Expert estimations diverge
Does that mean we are as far away from AGI as 60 years ago, when scientists started developing artificial neural networks? That’s where the opinions of scientists, entrepreneurs and other experts differ heavily! Recently the futurist and author Martin Ford published a book with a series of interviews with 24 of the most advanced AI scientists and entrepreneurs. Most interviews involved the question for an estimation when AI will achieve human intelligence. The result is a rather pessimistic estimation.
The pessimistic experts argue while there’s sweeping success in the application of Deep Neural Networks, the paths towards AGI have been rarely walked on. They emphasize the missing ability to generalize from few examples, to transfer skills among different domains and to derive causal relationship from environmental observations, namely from unsupervised learning. The representatives of the optimistic section on the other hand argue that AI progress is exponential. Supposing a direct link between ANI and AGI, the progress towards AGI is underway. Whereas the pessimistic experts assume new systems and architectures besides supervised Deep Learning to be required to stride ahead, the optimists evaluate that Deep Neural Networks are the key towards achieving AGI — after all, human intelligence is based on neural networks, too.
“I think the rise of Deep Learning was unfortunately coupled with false hopes and dreams of a sure path to achieving AGI, and I think that resetting everyone’s expectations about that would be very helpful.”
— Andrew Ng, 2018
I personally think neural networks will play a major role on the path towards AGI as a low-level component. But to branch off a targeting AGI development from the ANI development, a serious effort is required to develop architectures that aim to solve the aforementioned problems. The progress of ANI during the last 10 years focused mainly on gathering quick wins. To move forward to AGI, there will probably be a lot of developments without any short- and mid-term return on investment, what raises the entry barrier to invest in AGI development.

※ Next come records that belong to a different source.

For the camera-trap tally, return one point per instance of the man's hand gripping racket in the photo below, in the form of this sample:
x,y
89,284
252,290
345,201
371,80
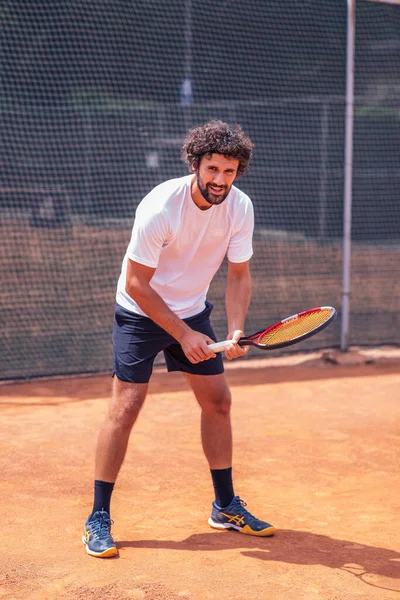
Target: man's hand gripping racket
x,y
290,331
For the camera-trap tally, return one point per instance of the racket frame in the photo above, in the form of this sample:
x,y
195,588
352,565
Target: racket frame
x,y
252,339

Dangers and risks of an intelligence beyond AGI
Therefore it’s extremely important to democratize the development of AI. One step into the right direction was made with the founding of OpenAI as a platform to develop a friendly AI to benefit humanity as a whole. One of the co-founders of OpenAI is Elon Musk. His participation becomes understandable when considering Musk’s statement in 2014 that AI is “the biggest existential threat”. The question if a neutrally designed AI system is likely to harm mankind is almost part of a philosophical discourse. The greater risk of an AI to be an existential threat to humanity seems rather to be a human itself with an evil intent setting up a hostile AI. The more important it is to integrate as many parts and groups of the society into the progress of AI. The failure tolerance is low as MIT professor Max Tegmark emphasizes:
“When we got fire and messed up with it, we invented the fire extinguisher. When we got cars and messed up, we invented the seat belt, airbag, and traffic light. But with nuclear weapons and AI, we don’t want to learn from our mistakes. We want to plan ahead.”